Number 1994: Tomahawk in flight

In the early years of his comic book appearances, Tomahawk, the frontiersman, and his young pal, Dan, traveled early America, heading off trouble with Indians and scheming white men. At least two of the three stories from Tomahawk #4 (1951) fit that description. But Tomahawk is a DC comic, and DC comics had to have a gimmick on the cover to lure readers. So the cover shows Tomahawk in flight, using a pair of wings designed by none other than Leonardo Da Vinci.

In later times Tomahawk went on to wilder and wackier adventures, including one with a giant gorilla (see link below). But the strip itself started off as a kind of Lone Ranger and Tonto or Batman and Robin adventure series set in the frontier of colonial America. Any resemblance to anything truly historic is immediately quashed by “The Flying Frontiersman.” I won’t even go into why this contraption strapped to Tomahawk would not work, because it is in a comic book, and in comic books stuff like that worked.

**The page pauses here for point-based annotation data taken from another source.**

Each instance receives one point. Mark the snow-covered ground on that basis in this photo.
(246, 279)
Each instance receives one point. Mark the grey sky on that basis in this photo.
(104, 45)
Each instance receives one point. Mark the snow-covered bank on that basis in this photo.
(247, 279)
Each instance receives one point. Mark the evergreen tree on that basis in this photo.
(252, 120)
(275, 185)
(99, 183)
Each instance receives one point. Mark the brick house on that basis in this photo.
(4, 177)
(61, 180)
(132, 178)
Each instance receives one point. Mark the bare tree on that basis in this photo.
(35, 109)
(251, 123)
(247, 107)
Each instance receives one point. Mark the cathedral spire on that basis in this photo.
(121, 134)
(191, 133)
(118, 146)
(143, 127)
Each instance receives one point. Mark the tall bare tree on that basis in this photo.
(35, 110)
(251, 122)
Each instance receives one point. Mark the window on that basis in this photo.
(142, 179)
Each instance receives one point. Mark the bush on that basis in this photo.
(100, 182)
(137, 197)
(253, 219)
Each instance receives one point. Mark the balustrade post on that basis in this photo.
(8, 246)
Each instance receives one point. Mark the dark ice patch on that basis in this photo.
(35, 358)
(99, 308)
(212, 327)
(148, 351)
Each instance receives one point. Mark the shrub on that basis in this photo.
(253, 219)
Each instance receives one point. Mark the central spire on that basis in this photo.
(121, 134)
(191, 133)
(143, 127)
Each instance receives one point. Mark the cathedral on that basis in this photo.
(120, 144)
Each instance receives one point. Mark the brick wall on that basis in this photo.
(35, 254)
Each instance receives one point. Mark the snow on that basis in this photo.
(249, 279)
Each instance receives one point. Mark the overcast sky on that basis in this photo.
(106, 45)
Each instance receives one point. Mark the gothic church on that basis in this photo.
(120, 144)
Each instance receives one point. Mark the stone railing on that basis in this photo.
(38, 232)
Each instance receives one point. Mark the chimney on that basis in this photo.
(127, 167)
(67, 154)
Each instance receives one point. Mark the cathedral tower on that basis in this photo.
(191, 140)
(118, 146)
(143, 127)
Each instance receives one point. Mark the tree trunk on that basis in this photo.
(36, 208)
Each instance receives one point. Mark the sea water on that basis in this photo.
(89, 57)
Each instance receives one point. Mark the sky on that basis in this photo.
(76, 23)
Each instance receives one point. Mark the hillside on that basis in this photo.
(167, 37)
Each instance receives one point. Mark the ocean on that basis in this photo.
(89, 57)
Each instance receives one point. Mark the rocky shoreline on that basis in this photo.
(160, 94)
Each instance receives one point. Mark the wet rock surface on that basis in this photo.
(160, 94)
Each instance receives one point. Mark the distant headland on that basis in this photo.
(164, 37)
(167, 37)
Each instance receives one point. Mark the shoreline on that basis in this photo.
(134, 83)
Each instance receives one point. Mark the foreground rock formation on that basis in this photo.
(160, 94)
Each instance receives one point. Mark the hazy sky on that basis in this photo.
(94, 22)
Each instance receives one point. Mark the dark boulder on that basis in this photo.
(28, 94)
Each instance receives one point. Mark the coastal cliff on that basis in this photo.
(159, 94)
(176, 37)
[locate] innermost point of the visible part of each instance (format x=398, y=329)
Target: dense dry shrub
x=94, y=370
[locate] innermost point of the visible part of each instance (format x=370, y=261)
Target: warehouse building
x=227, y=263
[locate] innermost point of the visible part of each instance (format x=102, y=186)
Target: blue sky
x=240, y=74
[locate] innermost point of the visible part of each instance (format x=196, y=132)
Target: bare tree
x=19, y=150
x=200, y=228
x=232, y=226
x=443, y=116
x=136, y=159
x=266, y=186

Nothing wrong with fantasy, but they should have labeled it as such. Maybe Tomahawk could have stumbled across a patch of mushrooms he mixed into a salad, and hallucinated the whole thing. But no, not in this comic book. Even for such straightforward 1951 balderdash, editor Jack Schiff, with his assistants Murray Boltinoff and George Kashdan, got even wilder and more off the wall as the decades advanced.

There is no guesses in the Grand Comics Database as to who wrote the story, but the art is credited to Bruno Premiani.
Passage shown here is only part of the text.